A stranger stood before the Cathedral of Notre Dame in Paris, admiring its uplifting architecture and its beautiful statuary.  A Parisian approached with this odd question: "Do you notice anything amusing up there?" "Why no," answered the tourist, "it is inspiring." "Look closely at those figures," directed the newcomer, pointing to a group that represented a soul being weighed in the scales of justice. "Notice the angel standing on one side and Satan on the other. The devil gives the appearance of wanting fair play and honest justice, doesn't he?" "Yes," admitted the traveler, "but I don't see anything funny about that." "Take a closer look," suggested the Parisian. "Look under the scales." Sure enough, under the scale on the side of Satan was a little demon pulling the scale down.

That's how the devil works. If we decide to give up a certain vice or evil habit, or if we decide to follow Christ more closely, Satan seems to step aside and admit his defeat. But it's only a façade. In reality, he begins to work secretly from another angle. This is why it is so important for us to always stay on our guard, spiritually speaking. Temptations can come to us at any time, even right after a spiritual victory, since the battle is always going on.

As St Peter puts it in his First New Testament Letter (1 Peter 5:8): "Be sober and vigilant. Your opponent the devil is prowling around like a roaring lion looking for (someone) to devour."

There is a spiritual battle going on beneath and above the surface of human history, and of our personal history. We cannot avoid being involved in this battle as long as we are here on earth - the devil is just too interested in making our lives miserable, now and forever, by separating us from God. But Jesus was able to expel the demon from this possessed man easily and definitively. And he is also able to give us strength to overcome the temptations that plague us.

Three things especially can help this strength flow more freely in our lives.

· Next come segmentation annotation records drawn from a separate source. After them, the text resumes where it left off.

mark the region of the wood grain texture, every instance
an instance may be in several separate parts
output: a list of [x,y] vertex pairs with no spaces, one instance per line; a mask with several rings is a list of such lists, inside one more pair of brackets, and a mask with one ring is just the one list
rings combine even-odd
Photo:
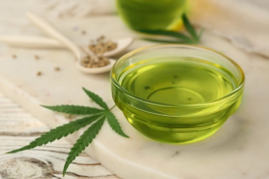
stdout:
[[[69,149],[65,139],[46,146],[7,154],[28,145],[50,129],[0,94],[0,178],[63,178],[62,170]],[[119,178],[100,163],[82,153],[64,178]]]

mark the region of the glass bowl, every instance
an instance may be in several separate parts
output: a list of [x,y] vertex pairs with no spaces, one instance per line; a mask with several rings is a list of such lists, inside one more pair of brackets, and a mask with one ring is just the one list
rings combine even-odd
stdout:
[[117,12],[130,28],[176,29],[180,25],[186,0],[117,0]]
[[244,74],[212,50],[158,45],[134,50],[111,72],[117,106],[139,132],[183,144],[216,132],[240,105]]

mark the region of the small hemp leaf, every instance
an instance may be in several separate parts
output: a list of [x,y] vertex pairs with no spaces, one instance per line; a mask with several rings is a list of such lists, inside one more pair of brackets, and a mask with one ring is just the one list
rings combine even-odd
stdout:
[[181,17],[182,21],[186,29],[186,32],[188,34],[185,34],[175,31],[170,31],[166,30],[149,30],[149,29],[138,29],[136,30],[137,32],[152,34],[152,35],[161,35],[166,36],[170,36],[176,39],[177,40],[163,40],[163,39],[155,39],[151,38],[142,38],[146,41],[150,41],[154,42],[160,42],[160,43],[198,43],[200,41],[201,34],[203,32],[203,30],[201,30],[198,34],[196,32],[195,28],[190,23],[186,14],[183,14]]
[[108,122],[113,131],[123,137],[129,138],[129,136],[122,131],[118,120],[111,112],[111,110],[114,106],[109,109],[107,104],[98,95],[84,87],[83,88],[83,90],[88,96],[103,109],[100,109],[94,107],[79,105],[41,105],[42,107],[57,112],[87,116],[52,129],[36,138],[28,145],[7,153],[16,153],[46,145],[48,143],[66,137],[82,127],[90,125],[77,140],[71,148],[70,151],[68,153],[68,156],[66,158],[63,170],[63,176],[64,176],[69,165],[92,142],[93,139],[95,138],[100,131],[106,119],[108,120]]

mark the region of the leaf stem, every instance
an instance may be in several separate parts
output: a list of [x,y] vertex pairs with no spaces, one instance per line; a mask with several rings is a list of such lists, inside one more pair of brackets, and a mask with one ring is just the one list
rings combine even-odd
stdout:
[[113,109],[113,108],[115,107],[116,107],[116,105],[114,105],[112,107],[110,107],[110,109],[109,109],[109,111],[111,112],[111,110]]

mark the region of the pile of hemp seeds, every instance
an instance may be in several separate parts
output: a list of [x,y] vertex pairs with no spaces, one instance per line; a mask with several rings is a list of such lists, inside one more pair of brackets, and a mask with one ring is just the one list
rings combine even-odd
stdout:
[[95,40],[92,40],[88,49],[92,55],[88,54],[81,59],[81,64],[86,67],[103,67],[110,63],[108,58],[103,56],[103,53],[115,49],[117,44],[111,40],[108,40],[104,36],[101,36]]

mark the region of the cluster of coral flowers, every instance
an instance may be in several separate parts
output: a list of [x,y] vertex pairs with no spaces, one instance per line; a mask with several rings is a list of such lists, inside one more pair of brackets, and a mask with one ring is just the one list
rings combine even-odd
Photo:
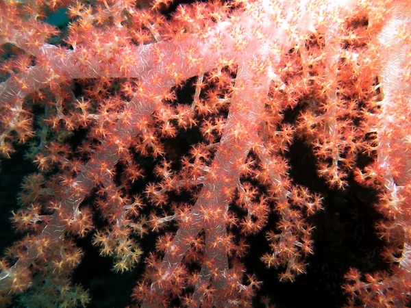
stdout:
[[[144,264],[134,305],[251,307],[262,282],[243,264],[247,239],[265,234],[256,262],[284,282],[313,254],[323,196],[290,175],[300,140],[329,188],[354,179],[378,194],[389,268],[351,269],[347,305],[404,307],[409,1],[238,0],[162,14],[170,5],[0,2],[0,155],[9,164],[24,144],[38,167],[12,212],[23,235],[0,261],[0,304],[86,305],[70,278],[87,238],[116,272]],[[59,31],[47,16],[62,8]]]

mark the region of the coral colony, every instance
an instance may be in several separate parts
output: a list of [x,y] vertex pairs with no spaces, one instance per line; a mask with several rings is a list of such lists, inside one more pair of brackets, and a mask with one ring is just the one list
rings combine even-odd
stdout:
[[105,307],[92,253],[129,307],[301,307],[340,240],[341,305],[409,304],[409,1],[1,0],[0,43],[2,307]]

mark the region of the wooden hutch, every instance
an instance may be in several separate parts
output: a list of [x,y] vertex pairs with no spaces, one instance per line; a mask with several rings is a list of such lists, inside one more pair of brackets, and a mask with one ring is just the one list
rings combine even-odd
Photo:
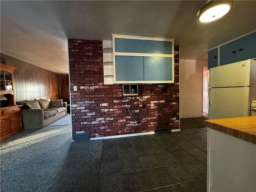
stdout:
[[2,141],[24,130],[21,106],[15,102],[13,71],[17,68],[1,64],[0,129]]

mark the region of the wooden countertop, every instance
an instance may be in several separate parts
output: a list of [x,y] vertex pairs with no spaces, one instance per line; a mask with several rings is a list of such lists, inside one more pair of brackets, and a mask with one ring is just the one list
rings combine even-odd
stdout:
[[212,129],[256,144],[256,116],[206,120]]

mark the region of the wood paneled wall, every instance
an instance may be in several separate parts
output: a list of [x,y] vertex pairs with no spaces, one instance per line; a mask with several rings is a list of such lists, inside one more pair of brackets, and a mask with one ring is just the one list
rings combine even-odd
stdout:
[[68,74],[60,74],[60,98],[63,101],[70,103],[69,78]]
[[60,98],[60,75],[10,56],[1,54],[8,65],[18,69],[14,71],[16,102],[49,97]]

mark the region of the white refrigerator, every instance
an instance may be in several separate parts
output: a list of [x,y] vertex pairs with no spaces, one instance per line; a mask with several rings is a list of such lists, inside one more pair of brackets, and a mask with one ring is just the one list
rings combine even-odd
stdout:
[[209,119],[250,116],[256,100],[256,60],[211,68],[208,89]]

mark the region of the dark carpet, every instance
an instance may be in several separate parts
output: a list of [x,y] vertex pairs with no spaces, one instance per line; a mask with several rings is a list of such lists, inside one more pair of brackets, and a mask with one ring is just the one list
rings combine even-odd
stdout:
[[208,119],[207,117],[192,117],[191,118],[181,118],[180,120],[180,129],[190,129],[204,127],[203,124],[204,120]]
[[1,191],[97,192],[102,148],[70,125],[25,130],[1,143]]

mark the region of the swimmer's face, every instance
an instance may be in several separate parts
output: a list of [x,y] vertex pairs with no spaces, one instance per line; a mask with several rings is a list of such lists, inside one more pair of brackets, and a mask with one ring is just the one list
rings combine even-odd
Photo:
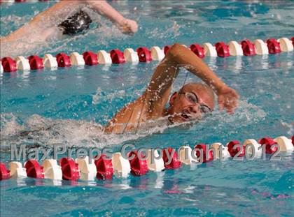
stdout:
[[169,105],[168,113],[173,123],[197,119],[214,110],[214,92],[202,84],[186,84],[172,96]]

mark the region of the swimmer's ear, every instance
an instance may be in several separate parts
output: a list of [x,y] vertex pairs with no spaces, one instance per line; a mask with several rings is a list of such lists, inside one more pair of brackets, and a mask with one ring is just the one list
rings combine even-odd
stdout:
[[171,98],[169,99],[169,105],[172,106],[174,105],[174,100],[176,98],[176,96],[178,96],[178,93],[177,92],[174,92]]

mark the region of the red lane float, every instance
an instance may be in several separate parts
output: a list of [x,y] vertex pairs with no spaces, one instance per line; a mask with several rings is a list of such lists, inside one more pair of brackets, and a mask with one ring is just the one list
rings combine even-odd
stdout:
[[43,59],[36,55],[31,55],[27,57],[31,69],[41,69],[44,68]]
[[99,159],[94,161],[97,174],[96,177],[98,179],[111,179],[114,173],[112,160],[106,159],[105,154],[101,155]]
[[274,154],[278,150],[277,147],[272,147],[274,144],[276,144],[276,142],[274,141],[274,140],[269,137],[263,137],[258,140],[258,143],[261,145],[265,145],[265,153],[266,154]]
[[280,43],[274,38],[267,40],[267,48],[269,49],[269,54],[275,54],[281,53]]
[[125,57],[120,50],[118,49],[112,50],[110,54],[113,63],[120,64],[125,63]]
[[198,44],[192,44],[190,45],[191,51],[198,56],[198,57],[203,59],[205,57],[204,49]]
[[1,62],[3,70],[6,73],[15,72],[18,70],[16,62],[9,57],[2,58]]
[[9,170],[6,169],[4,163],[0,163],[0,180],[8,179],[10,177]]
[[88,66],[94,66],[98,64],[97,54],[90,51],[87,51],[83,53],[83,57],[85,60],[85,63]]
[[146,47],[139,47],[136,50],[140,62],[150,62],[152,61],[151,52]]
[[[168,163],[169,163],[169,156],[167,156],[167,151],[169,153],[169,158],[172,157],[172,160],[169,164]],[[181,160],[178,158],[178,154],[176,153],[176,150],[174,150],[172,147],[169,147],[167,149],[164,149],[164,150],[162,152],[163,152],[162,159],[163,159],[163,162],[164,163],[165,168],[176,169],[181,167],[182,163]]]
[[[146,174],[148,172],[147,160],[140,160],[138,158],[137,151],[132,151],[128,154],[129,157],[133,156],[132,160],[129,160],[131,165],[131,173],[136,177]],[[142,155],[141,157],[143,158]]]
[[[229,151],[232,157],[234,157],[240,151],[239,147],[237,147],[234,148],[234,145],[236,144],[241,144],[241,142],[239,142],[238,140],[233,140],[233,141],[230,142],[227,144],[227,151]],[[241,152],[237,157],[243,157],[245,155],[244,146],[242,146],[241,149],[242,149]]]
[[31,159],[27,161],[24,164],[24,167],[28,177],[44,179],[43,167],[36,160]]
[[[205,144],[199,144],[195,146],[195,149],[199,149],[203,151],[203,163],[211,161],[214,160],[214,151],[212,150],[209,150],[208,153],[208,159],[206,158],[206,145]],[[200,151],[196,151],[196,156],[197,158],[200,157]]]
[[62,167],[63,179],[76,181],[80,178],[78,164],[73,159],[62,158],[59,160],[59,164]]
[[64,53],[59,53],[56,55],[56,61],[58,67],[70,67],[71,66],[71,59],[69,56]]
[[256,55],[255,47],[249,40],[244,40],[241,42],[243,54],[245,56]]
[[229,46],[223,42],[218,42],[214,45],[218,56],[220,57],[230,57]]
[[172,45],[166,45],[163,47],[163,52],[164,53],[164,55],[167,54],[167,52],[171,49]]

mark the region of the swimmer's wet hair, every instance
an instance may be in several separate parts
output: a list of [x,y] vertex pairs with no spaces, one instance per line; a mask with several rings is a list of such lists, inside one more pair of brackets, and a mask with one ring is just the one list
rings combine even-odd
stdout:
[[58,25],[64,35],[74,35],[88,30],[92,23],[91,17],[85,11],[80,10]]

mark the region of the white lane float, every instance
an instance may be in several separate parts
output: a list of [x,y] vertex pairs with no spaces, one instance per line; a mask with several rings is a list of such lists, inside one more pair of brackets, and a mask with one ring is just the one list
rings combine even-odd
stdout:
[[[227,147],[224,147],[220,142],[214,142],[211,144],[211,147],[215,150],[216,159],[225,159],[231,156]],[[220,157],[221,149],[221,157]]]
[[165,57],[164,52],[158,46],[152,47],[150,51],[153,60],[162,61]]
[[76,163],[78,165],[80,179],[93,181],[95,179],[97,171],[93,159],[89,163],[89,157],[85,156],[83,158],[76,158]]
[[186,145],[180,147],[180,160],[182,163],[186,165],[190,165],[192,163],[197,162],[195,159],[192,157],[192,149],[190,147]]
[[106,52],[105,50],[99,50],[97,52],[98,63],[99,64],[111,64],[112,59],[110,54]]
[[138,53],[132,48],[125,49],[123,55],[127,62],[137,63],[139,63]]
[[[247,147],[246,146],[250,145],[251,147]],[[262,150],[258,148],[261,146],[255,140],[253,139],[248,139],[246,140],[243,143],[243,146],[245,147],[246,150],[247,150],[249,154],[253,154],[254,153],[254,158],[259,158],[261,157],[262,155]],[[254,149],[254,151],[253,150]]]
[[269,49],[267,44],[261,39],[256,39],[253,42],[255,47],[256,54],[264,55],[269,54]]
[[243,56],[242,47],[235,40],[229,42],[230,54],[232,56]]
[[52,56],[50,54],[46,54],[44,55],[43,62],[46,68],[54,69],[58,67],[58,63],[56,60],[56,57]]
[[[198,156],[199,151],[203,151],[203,163],[213,160],[214,159],[221,159],[234,157],[237,154],[239,157],[246,157],[245,151],[253,154],[252,149],[254,149],[255,156],[260,156],[260,152],[258,148],[261,144],[266,145],[266,150],[269,147],[276,144],[279,145],[281,151],[289,151],[294,150],[294,136],[288,139],[285,136],[280,136],[274,140],[271,137],[265,137],[258,140],[258,142],[253,139],[246,140],[243,144],[238,140],[232,140],[224,147],[220,142],[216,142],[211,145],[211,149],[208,150],[209,158],[206,159],[206,152],[208,146],[205,144],[200,144],[195,146],[195,151],[198,151],[196,155]],[[247,148],[248,146],[250,148]],[[222,149],[222,151],[220,151]],[[251,149],[251,151],[250,151]],[[153,150],[153,151],[152,151]],[[156,150],[156,149],[155,149]],[[85,181],[93,181],[96,177],[99,179],[111,179],[114,174],[118,177],[126,178],[132,173],[134,176],[141,176],[148,173],[148,171],[158,172],[158,174],[164,170],[174,170],[179,168],[182,164],[191,165],[196,161],[191,158],[192,149],[188,146],[181,147],[179,149],[179,157],[178,158],[177,151],[172,147],[165,148],[163,151],[163,155],[160,158],[158,150],[148,150],[148,156],[152,158],[156,157],[157,161],[150,162],[150,159],[141,159],[138,157],[137,151],[132,151],[128,154],[134,158],[130,160],[123,158],[120,153],[113,154],[112,158],[104,158],[103,155],[99,159],[93,160],[89,162],[88,157],[85,158],[78,158],[75,160],[71,158],[62,158],[59,160],[59,165],[54,159],[46,160],[43,165],[41,166],[37,160],[30,159],[27,160],[24,167],[20,162],[13,161],[9,163],[10,170],[7,170],[4,163],[0,162],[0,180],[8,179],[10,178],[31,177],[34,179],[50,179],[53,181],[64,179],[72,181],[78,179]],[[266,151],[267,154],[272,154],[276,151]],[[152,151],[154,151],[152,153]],[[190,153],[189,154],[187,154]],[[221,153],[221,156],[220,154]],[[169,157],[168,157],[169,156]],[[188,157],[187,157],[188,156]],[[169,159],[169,158],[172,158]],[[149,163],[148,163],[149,161]],[[193,162],[194,161],[194,162]],[[163,173],[162,173],[163,174]],[[161,182],[161,181],[160,181]],[[60,184],[60,181],[58,184]]]
[[280,38],[278,39],[278,42],[280,43],[281,50],[282,52],[293,51],[293,44],[288,38]]
[[62,180],[62,171],[55,159],[45,160],[43,163],[44,178],[54,180]]
[[129,176],[131,172],[130,162],[123,158],[120,153],[117,152],[113,154],[112,165],[116,177],[126,178]]
[[[203,49],[203,55],[200,57],[204,58],[208,57],[226,57],[230,56],[254,56],[256,54],[259,55],[265,55],[270,53],[278,54],[282,52],[290,52],[293,50],[293,40],[289,40],[283,37],[276,40],[274,38],[270,38],[267,42],[261,39],[256,39],[253,43],[248,40],[244,40],[240,43],[232,40],[229,42],[227,45],[223,42],[218,42],[214,46],[209,43],[204,43],[202,47]],[[197,45],[197,44],[192,44]],[[183,46],[186,47],[185,45]],[[190,45],[190,46],[191,46]],[[164,58],[164,54],[170,49],[172,45],[166,45],[163,49],[160,49],[158,46],[152,47],[149,50],[146,47],[140,47],[136,51],[132,48],[127,48],[124,53],[120,50],[115,49],[112,50],[110,53],[105,50],[100,50],[97,54],[91,52],[86,52],[83,55],[77,52],[71,54],[71,57],[67,56],[65,53],[59,53],[55,57],[51,54],[47,54],[43,59],[39,58],[36,55],[29,56],[27,59],[30,64],[31,70],[37,70],[43,68],[43,65],[46,68],[56,68],[59,67],[70,67],[71,65],[93,66],[99,64],[121,64],[125,62],[136,63],[139,62],[149,62],[150,61],[161,61]],[[191,50],[191,49],[190,49]],[[195,53],[195,51],[193,51]],[[3,65],[1,67],[1,71],[8,73],[14,72],[19,70],[27,70],[27,61],[22,58],[20,59],[16,67],[15,61],[9,57],[4,57],[1,59]]]
[[16,67],[19,70],[29,70],[31,66],[29,65],[29,60],[24,57],[18,56],[15,58]]
[[286,136],[279,136],[274,139],[280,147],[280,150],[282,151],[293,151],[294,147],[292,144],[292,140],[287,138]]
[[85,66],[85,60],[83,55],[78,52],[72,52],[69,55],[71,65],[73,66]]
[[12,161],[9,163],[10,176],[12,179],[27,177],[25,168],[22,167],[20,162]]
[[204,49],[204,54],[207,57],[218,57],[216,47],[209,43],[204,43],[202,47]]
[[2,75],[4,71],[4,70],[3,70],[2,62],[0,61],[0,73]]
[[160,158],[160,154],[157,150],[148,150],[147,164],[148,168],[150,171],[160,172],[164,170],[162,156]]

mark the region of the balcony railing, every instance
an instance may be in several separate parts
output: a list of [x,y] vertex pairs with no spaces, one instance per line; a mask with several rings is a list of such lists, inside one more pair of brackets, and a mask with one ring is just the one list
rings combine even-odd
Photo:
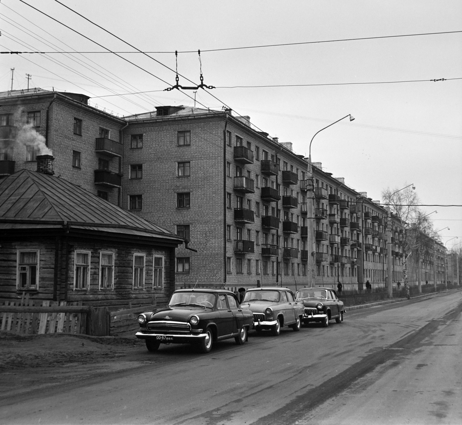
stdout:
[[327,218],[327,210],[322,208],[316,208],[315,209],[315,217],[316,219],[324,219]]
[[277,245],[263,244],[261,246],[261,255],[263,257],[277,257],[279,254],[279,248]]
[[298,258],[298,250],[297,248],[284,248],[282,256],[284,258]]
[[316,252],[316,261],[320,262],[323,261],[329,261],[329,255],[325,252]]
[[110,157],[121,157],[123,154],[123,145],[105,137],[97,137],[95,151]]
[[340,237],[338,235],[329,235],[329,242],[331,243],[338,243],[340,242]]
[[236,254],[253,254],[253,241],[236,241],[236,249],[234,252]]
[[107,170],[95,170],[95,184],[108,188],[121,188],[122,176]]
[[243,164],[253,164],[254,152],[245,146],[235,146],[234,160]]
[[267,186],[261,188],[261,199],[267,202],[275,202],[281,199],[277,189]]
[[293,171],[283,171],[282,182],[286,184],[297,184],[298,182],[298,175]]
[[[240,147],[237,146],[236,147]],[[243,192],[244,193],[253,193],[254,181],[248,177],[240,176],[234,177],[234,190],[238,192]]]
[[319,199],[327,199],[327,189],[324,188],[315,188],[315,196]]
[[14,174],[14,164],[15,161],[9,159],[0,161],[0,176],[9,176],[10,174]]
[[298,233],[298,226],[293,221],[283,221],[282,231],[285,233]]
[[244,208],[235,208],[234,221],[237,223],[254,223],[254,212]]
[[297,208],[298,201],[295,196],[283,196],[282,206],[284,208]]
[[273,215],[262,215],[261,227],[263,229],[279,229],[279,219]]
[[263,159],[261,161],[261,174],[267,176],[277,176],[279,167],[269,159]]
[[316,241],[327,241],[329,238],[329,235],[323,230],[316,230],[315,235]]

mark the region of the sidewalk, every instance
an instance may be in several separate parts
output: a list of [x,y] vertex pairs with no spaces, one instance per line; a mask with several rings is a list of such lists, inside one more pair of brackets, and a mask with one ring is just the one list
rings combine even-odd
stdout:
[[[428,292],[426,294],[421,294],[420,295],[416,295],[414,297],[411,297],[411,299],[415,299],[416,298],[422,298],[423,297],[432,297],[437,295],[438,294],[446,293],[447,292],[460,291],[462,288],[457,288],[453,289],[446,289],[444,291],[440,291],[436,292]],[[351,305],[345,307],[345,310],[348,311],[349,310],[357,310],[359,309],[366,309],[368,307],[375,307],[376,305],[382,305],[383,304],[391,304],[392,303],[399,303],[401,301],[407,301],[407,298],[397,298],[393,299],[385,300],[383,301],[377,301],[376,303],[370,303],[369,304],[361,304],[359,305]]]

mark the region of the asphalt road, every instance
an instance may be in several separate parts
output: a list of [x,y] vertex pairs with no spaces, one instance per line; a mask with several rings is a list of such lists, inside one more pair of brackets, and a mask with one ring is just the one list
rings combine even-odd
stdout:
[[28,395],[0,407],[0,423],[460,424],[461,311],[451,291],[327,328],[252,331],[207,355],[161,346],[150,355],[168,361]]

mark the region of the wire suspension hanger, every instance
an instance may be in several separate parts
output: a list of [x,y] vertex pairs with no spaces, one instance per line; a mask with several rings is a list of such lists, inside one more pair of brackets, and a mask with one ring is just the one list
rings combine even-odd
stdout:
[[213,85],[207,85],[207,84],[204,84],[204,76],[202,75],[202,61],[201,60],[201,50],[199,49],[197,51],[197,53],[199,55],[199,63],[200,64],[201,67],[201,84],[198,85],[197,87],[186,87],[183,86],[182,85],[180,85],[178,84],[178,81],[179,79],[178,76],[178,50],[175,51],[175,61],[176,63],[176,76],[175,77],[175,81],[176,82],[176,84],[172,86],[167,87],[166,89],[164,89],[164,91],[170,91],[170,90],[173,90],[174,89],[177,89],[178,90],[180,89],[182,89],[183,90],[197,90],[198,89],[214,89],[215,88]]

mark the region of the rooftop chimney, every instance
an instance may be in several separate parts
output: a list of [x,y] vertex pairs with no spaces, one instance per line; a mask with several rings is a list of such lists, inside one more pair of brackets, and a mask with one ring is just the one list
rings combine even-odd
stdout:
[[36,159],[37,173],[49,174],[51,176],[55,174],[55,171],[53,171],[53,161],[55,160],[55,157],[52,155],[38,155]]

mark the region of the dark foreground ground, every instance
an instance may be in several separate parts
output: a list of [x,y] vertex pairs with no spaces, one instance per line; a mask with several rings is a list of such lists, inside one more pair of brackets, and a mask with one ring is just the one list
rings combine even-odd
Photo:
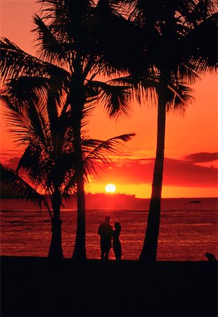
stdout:
[[2,316],[217,316],[215,262],[1,258]]

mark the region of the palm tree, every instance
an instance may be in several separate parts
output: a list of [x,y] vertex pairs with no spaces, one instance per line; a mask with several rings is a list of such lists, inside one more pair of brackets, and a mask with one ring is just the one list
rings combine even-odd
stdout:
[[[70,111],[64,112],[62,108],[58,111],[51,86],[46,99],[44,94],[40,98],[39,91],[36,94],[30,89],[32,84],[26,77],[12,80],[8,84],[7,94],[1,97],[7,108],[5,117],[12,126],[11,131],[15,134],[16,142],[25,147],[15,171],[1,166],[1,182],[11,192],[20,193],[23,198],[30,199],[39,205],[42,201],[45,204],[52,228],[49,256],[60,259],[63,258],[60,206],[63,200],[75,190],[77,178],[73,137],[69,125]],[[34,82],[34,89],[35,87]],[[81,142],[86,178],[95,173],[96,160],[107,163],[108,155],[117,152],[120,148],[120,142],[128,141],[133,135],[120,135],[106,141],[91,139],[83,135]],[[21,177],[18,174],[20,170],[23,172]]]
[[[42,18],[36,15],[35,32],[39,58],[19,49],[7,39],[1,40],[0,70],[4,80],[19,77],[42,77],[56,83],[51,97],[58,104],[65,97],[63,108],[69,110],[72,147],[75,154],[77,201],[77,229],[74,258],[84,259],[85,193],[82,150],[82,121],[97,100],[103,101],[110,116],[127,114],[132,95],[127,85],[111,80],[101,82],[100,74],[110,75],[114,68],[96,49],[99,7],[89,0],[41,0]],[[98,45],[96,45],[98,48]],[[52,111],[51,111],[52,112]],[[53,120],[56,120],[53,118]]]
[[129,6],[128,19],[138,26],[138,35],[143,42],[142,51],[137,47],[136,63],[130,61],[129,79],[135,80],[141,89],[150,87],[150,92],[155,94],[148,92],[145,96],[151,99],[154,97],[158,101],[156,157],[140,256],[141,261],[154,262],[160,226],[166,111],[184,111],[192,99],[189,85],[216,68],[217,6],[213,0],[124,0],[120,3]]

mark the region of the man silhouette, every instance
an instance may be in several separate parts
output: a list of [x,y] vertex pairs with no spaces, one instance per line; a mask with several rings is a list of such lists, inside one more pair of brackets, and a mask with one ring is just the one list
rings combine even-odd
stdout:
[[105,216],[105,222],[100,225],[98,234],[101,237],[101,259],[108,260],[109,251],[111,248],[113,228],[110,225],[110,216]]

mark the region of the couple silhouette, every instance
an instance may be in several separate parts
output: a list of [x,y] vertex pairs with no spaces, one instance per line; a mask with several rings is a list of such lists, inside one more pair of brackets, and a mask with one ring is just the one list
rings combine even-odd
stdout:
[[122,249],[119,239],[121,231],[120,223],[115,223],[115,230],[110,225],[110,216],[105,216],[105,222],[100,225],[98,234],[101,237],[101,259],[108,260],[110,249],[111,249],[111,241],[113,238],[113,249],[117,261],[121,260]]

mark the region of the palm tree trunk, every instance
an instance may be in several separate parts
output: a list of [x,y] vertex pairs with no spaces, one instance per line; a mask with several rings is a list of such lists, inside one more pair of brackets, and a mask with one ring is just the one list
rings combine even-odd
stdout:
[[60,220],[60,199],[58,193],[55,193],[52,201],[53,218],[52,221],[52,237],[49,257],[53,259],[63,258],[61,237],[62,221]]
[[78,173],[77,180],[77,227],[76,241],[72,258],[76,260],[85,260],[86,256],[86,213],[85,192],[84,187],[83,172]]
[[77,200],[77,226],[76,241],[72,258],[78,261],[86,259],[86,209],[85,209],[85,192],[84,184],[84,164],[81,142],[81,123],[82,119],[82,109],[84,99],[83,99],[83,90],[79,85],[78,79],[75,83],[75,93],[72,95],[72,119],[73,133],[73,147],[75,154],[76,164],[76,185]]
[[140,261],[155,262],[157,257],[160,202],[165,154],[166,91],[167,85],[160,84],[158,89],[158,141],[146,233]]

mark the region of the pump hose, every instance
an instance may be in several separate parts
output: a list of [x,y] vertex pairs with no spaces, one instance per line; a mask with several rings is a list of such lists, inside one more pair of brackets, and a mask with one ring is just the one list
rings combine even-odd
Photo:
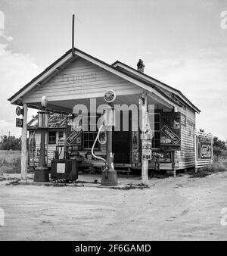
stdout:
[[36,132],[38,128],[36,128],[32,136],[31,136],[31,139],[30,139],[30,144],[31,145],[31,142],[32,142],[32,158],[33,158],[33,168],[36,168],[36,166],[35,164],[35,161],[34,161],[34,136],[35,136],[35,134],[36,134]]

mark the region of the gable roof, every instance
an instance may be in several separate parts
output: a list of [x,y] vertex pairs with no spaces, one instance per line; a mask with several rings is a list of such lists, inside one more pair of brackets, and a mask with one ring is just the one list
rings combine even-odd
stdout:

First, stay close to Christ. It was because this man was close to Christ that Jesus was able to expel the demon. The same goes for us if we stay close to Christ, especially through regular prayer and the Eucharist.

Second, stay close to the truth. The devil's main weapon is deception. He manipulates our selfish tendencies by spreading lies and half-truths. This is one reason he fights to keep us out of the confessional. Confession is the gift of truth: we face the truth about ourselves by confessing our sins, failures, and weaknesses, and God, through the priest, reminds us of his truth: mercy, forgiveness, unconditional grace. The devil loves the darkness; confession unleashes the light.

Third, stay close to others in need. The devil is the lord of selfishness, and Christ is the Lord of love. When we resist our selfishness by serving others, whatever their need may be, we weaken the devil's influence in our lives. Every Christian is a spiritual warrior

Today, as Jesus renews his commitment to us in this Mass, let's renew our commitment to him.

Let's promise him that this week we will do something specific to help us stay close to Christ, close to the truth, and close to others in need.